Custom headers ignored in external requests


#1

Hi all,

When issuing a platform.api.post request from a V8 script service, it seems the options object is ignored. We’ve tested it in DF 2.2.0 and 2.2.1.
For example, the following code:

var options = {
    headers: {
        'X-MyHeader': 'Test'
    }
};
platform.api.post("http://localhost:55555/posttest", JSON.stringify({a: 1}), options);

Sends the following request to localhost:

POST /posttest HTTP/1.1
Host: localhost:55555
Accept: */*
Content-Length: 7
Content-Type: application/x-www-form-urlencoded

{"a":1}

According to the V8 scripting documentation, the headers should be generated but I don’t see them in the received request.

Any idea why the custom header option is ignored?

Thanks in advance.


#2

Could this be a bug, @benbusse?


#3

This is fixed in the 2.4 release. 2.4 is on github now and the bitnami
installer will be available next week.


#4

Thanks for the quick response. Migrating from v2.2 to v2.4 in our production system sounds scary. Is there any kind of patch or hotfix that solves this problem and can be applied on v2.2.0 or v2.2.1?


#5

Patching is risky. This change is in df-core repo. Updating df-core will affect other packages, so a full update is recommended here.

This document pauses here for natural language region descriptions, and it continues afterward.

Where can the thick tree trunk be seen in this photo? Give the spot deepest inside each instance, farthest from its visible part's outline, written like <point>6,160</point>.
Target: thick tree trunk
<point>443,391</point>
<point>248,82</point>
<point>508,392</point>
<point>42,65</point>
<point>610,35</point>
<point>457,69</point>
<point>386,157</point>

You could also apply the patch by manual coding, but that’s not recommended…particularly in a production environment.


#6

Thanks for the honest recommendation.

Besides the custom header issue, I think there’s also something wrong about the processing of the URL used to request with platform.api. I’m still talking about DF 2.2, and maybe both issues are related.

When using platform.api to request any other URL different from the one used to request to the service, I always receive an exception (Executed command returned with error code: 1 when using a NodeJS service).
For example:

  • A NodeJS service (let’s call it myservice) receives an external request as GET https://myapp.myserver.com/api/v2/myservice/ (with the corresponding API key and session token).
  • From within the service, let’s say we issue a request to another service with an API key in the query string which has the corresponding permissions. I guess adding the API key in the URL as a query string is a workaround the header problem in server scripts. E.g: POST to https://myapp.myserver.com/api/v2/mongodb/_table/myTable?api_key=blahblah.
  • The problem comes when using an alias URL of the same server, such as http://myapp.myserver.com:8080/api/v2/mongodb/_table/myTable?api_key=blahblah or http://localhost:8080/api/v2/mongodb/_table/myTable?api_key=blahblah. For some reason the call to platform.api.post() always returns an error.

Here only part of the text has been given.